We are agents for many confectionery products and in the last week I have had two major retailers question our acceptance of GFSI certification and report as route for supplier approval.
Additionally I have had licensor insist that they require a full (32 page) supplier self audit obviously based on BRC (all clauses covered and numbered to BRC standard), copies of 25 documents and procedures and an initial site audit (by them) to approve a supplier, this is in addition to our approval process and BRC AA certificate.
My question is that with these additional requirement what is the real advantage of achieving a GFSI certification, the above indicates that do not believe GFSI alone is adequate evidence for supplier approval, so what advantage does it carry?
Thoughts?
It looks like you're in the UK - for many of the retailers here, GFSI is effectively the entry requirement. With that, you have the questionable honour of being bombarded by requests of varying degrees of reasonableness. Without it many of them won't even consider you as a potential supplier these days.
The hope/ideal of BRC (or other GFSI-benchmarked schemes) unifying everyone's requirements to become some sort of all-in-one pass for approval is alas long dead...

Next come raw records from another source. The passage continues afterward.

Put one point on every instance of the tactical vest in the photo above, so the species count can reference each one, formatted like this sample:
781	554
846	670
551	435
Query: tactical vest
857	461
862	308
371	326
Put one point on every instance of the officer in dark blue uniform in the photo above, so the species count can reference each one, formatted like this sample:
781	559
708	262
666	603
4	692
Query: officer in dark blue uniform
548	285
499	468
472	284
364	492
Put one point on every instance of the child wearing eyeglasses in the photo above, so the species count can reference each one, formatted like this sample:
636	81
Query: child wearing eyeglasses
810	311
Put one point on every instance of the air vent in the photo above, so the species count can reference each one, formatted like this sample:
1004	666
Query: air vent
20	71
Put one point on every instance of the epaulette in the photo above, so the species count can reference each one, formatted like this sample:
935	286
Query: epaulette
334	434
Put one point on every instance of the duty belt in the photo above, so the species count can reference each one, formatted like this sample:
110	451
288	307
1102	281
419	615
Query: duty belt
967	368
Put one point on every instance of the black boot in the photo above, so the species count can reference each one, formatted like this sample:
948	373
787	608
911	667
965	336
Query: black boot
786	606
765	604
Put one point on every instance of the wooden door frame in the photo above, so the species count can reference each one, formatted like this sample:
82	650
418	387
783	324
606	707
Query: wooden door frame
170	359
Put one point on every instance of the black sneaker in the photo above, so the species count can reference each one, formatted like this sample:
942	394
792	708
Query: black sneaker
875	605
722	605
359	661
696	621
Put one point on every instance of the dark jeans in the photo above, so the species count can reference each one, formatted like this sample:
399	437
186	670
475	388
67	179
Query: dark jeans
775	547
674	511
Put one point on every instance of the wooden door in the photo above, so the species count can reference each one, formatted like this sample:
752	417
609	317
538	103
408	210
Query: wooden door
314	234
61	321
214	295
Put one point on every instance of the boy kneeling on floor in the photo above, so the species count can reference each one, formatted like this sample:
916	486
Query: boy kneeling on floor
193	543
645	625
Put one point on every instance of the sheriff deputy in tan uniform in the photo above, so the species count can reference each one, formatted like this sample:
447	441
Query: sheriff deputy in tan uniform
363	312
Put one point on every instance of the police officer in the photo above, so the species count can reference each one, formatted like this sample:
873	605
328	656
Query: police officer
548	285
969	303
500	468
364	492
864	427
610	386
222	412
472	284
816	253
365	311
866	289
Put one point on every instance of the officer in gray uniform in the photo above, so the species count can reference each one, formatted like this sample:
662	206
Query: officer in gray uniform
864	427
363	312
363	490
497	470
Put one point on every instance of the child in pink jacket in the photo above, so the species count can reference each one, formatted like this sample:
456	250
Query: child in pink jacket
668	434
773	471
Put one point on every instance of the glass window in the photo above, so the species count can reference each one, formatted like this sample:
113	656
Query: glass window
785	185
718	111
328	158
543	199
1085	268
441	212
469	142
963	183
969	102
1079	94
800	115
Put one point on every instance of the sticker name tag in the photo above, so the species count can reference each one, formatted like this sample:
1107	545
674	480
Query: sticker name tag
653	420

Some of the retailer's own requirements start at BRC but then add their own CoPs etc on top, and there isn't necessarily a great deal of agreement between them, hence the desire to do their own audits as well. (Kudos to Asda on this front, for actually turning it into a BRC add-on module to help reduce some of the audit duplication).
I've also noticed a significant trend, tailing back to the Horsegate issue, for retailers and larger brands to have more significant expectations as to how agents manage their suppliers.
If you don't have BRC Agents & Brokers yourselves then you may find that implementing this helps reduce some types of request, and longer term I think we'll also start to see more customers pushing for this as mandatory for agents (already had a few take that approach at my former employer) so it may be worth looking into? If you're already well on top of your supplier base then it may not actually add that much work.